L'Académie des Technologies estime que le développement d'immeubles et de quartiers à énergie positive serait moins efficace pour lutter contre le réchauffement climatique que de s'orienter vers des bâtiments et territoires à "basses émissions" de gaz à effet de serre. Décryptage.

Depuis l'automne 2016, la France s'est engagée devant les Nations Unies et les autres signataires de l'Accord de Paris sur le climat, à diminuer ses émissions de gaz à effet de serre (GES). Les mesures pour y parvenir, dont l'amélioration de l'efficacité énergétique et le développement d'énergies alternatives, sont subordonnées à cet engagement. L'Académie des Technologies s'inquiète toutefois que la future réglementation environnementale des bâtiments ne prenne pas en compte ce paradigme en continuant de pousser au développement de construction et territoires à énergie positive (BEPos et TEPos), sans évaluer le coût de la tonne de gaz à effet de serre évitée. Cependant, dans l'actuelle expérimentation E+C- (pour "énergie plus, carbone moins") qui préfigure en partie la réglementation de demain, les aspects de réduction des émissions de gaz carbonique sont bien intégrés.

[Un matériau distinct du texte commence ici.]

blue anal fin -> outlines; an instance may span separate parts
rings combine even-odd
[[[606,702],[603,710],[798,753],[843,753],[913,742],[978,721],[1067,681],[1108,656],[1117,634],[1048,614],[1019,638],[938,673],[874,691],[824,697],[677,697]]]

De même, le label BBCA, pour Bâtiment Bas Carbone, vise à limiter les émissions de gaz carbonique sur l'ensemble de son cycle de vie.

 

 

L'Académie précise : "Assurer un bilan énergétique annuel positif d'un bâtiment (ou d'un territoire) n'assure pas de limitation des émissions de GES et n'a pas de sens économique. En effet, pouvoir compenser sur l'année l'usage d'énergies fossiles par la production d'électricité photovoltaïque ou d'autres renouvelables, ne garantit pas la limitation des émissions de GES, même s'il existe des réalisations de BEPos remarquables sur les plans énergétiques et économiques comme sur celui des émissions de GES". Une approche purement énergétique serait donc un non-sens économique, puisqu'elle se résumerait à penser qu'il est possible de compenser les moments où l'énergie est rare et chère par d'autres où elle est abondante et peu chère.

 

Passer du BBC au BBE

 

 

Les scientifiques proposent donc de promouvoir la production de chaleur, plutôt que d'électricité, par les EnR, qu'il s'agisse de chauffages à accumulation, de ballons d'eau chaude, de réseaux de chaleur, de solaire thermique ou de récupération de chaleur fatale. La production de chaleur par une source électrique devrait même être affectée d'un coefficient équivalent, au minimum, à celui du gaz naturel dès lors que ce courant aurait un faible contenu en GES (inférieur à 100 grammes de CO2/kWh). Ils recommandent également que le bâtiment soit pensé "comme un système énergétique à optimiser entre usages de l'énergie, apports via les réseaux et production locale à base de renouvelables, pour minimiser les émissions de GES". Une recommandation qui passe par le développement de moyens de stockage d'électricité et de chaleur, pour assurer des transitions jour/nuit, mais également sur des rythmes plus longs, hebdomadaires et saisonniers.

 

Enfin, l'Académie entend introduire la notion de bâtiment basses émissions (BBE), avec un niveau de base de kg de CO2/m², comme socle de la réglementation future. Ceci "pour éviter la construction de bâtiments neufs, qui seront encore présents à la fin du siècle, émettant des quantités de gaz à effet de serre significatives". De la même façon, elle souhaite promouvoir des territoires basses émissions plutôt que des TEPos, un concept qui risque "de pousser à utiliser des ressources locales coûteuses au lieu d'en utiliser d'autres moins coûteuses d'un territoire voisin". Les collectivités sont ainsi appelées à "participer à l'efficacité globale des systèmes dans un esprit de solidarité nationale". Rappelons toutefois que l'écriture de la future réglementation n'est pas encore amorcée puisqu'il faudra attendre les retours d'expérience d'E+C- qui orienteront les choix et définiront les seuils à atteindre en termes de consommations et d'empreinte carbone. Cette expérimentation constituera de ce fait une marche intermédiaire entre l'actuelle RT2012 et la réglementation environnementale de demain, qui n'apparaîtra sans doute qu'après 2020.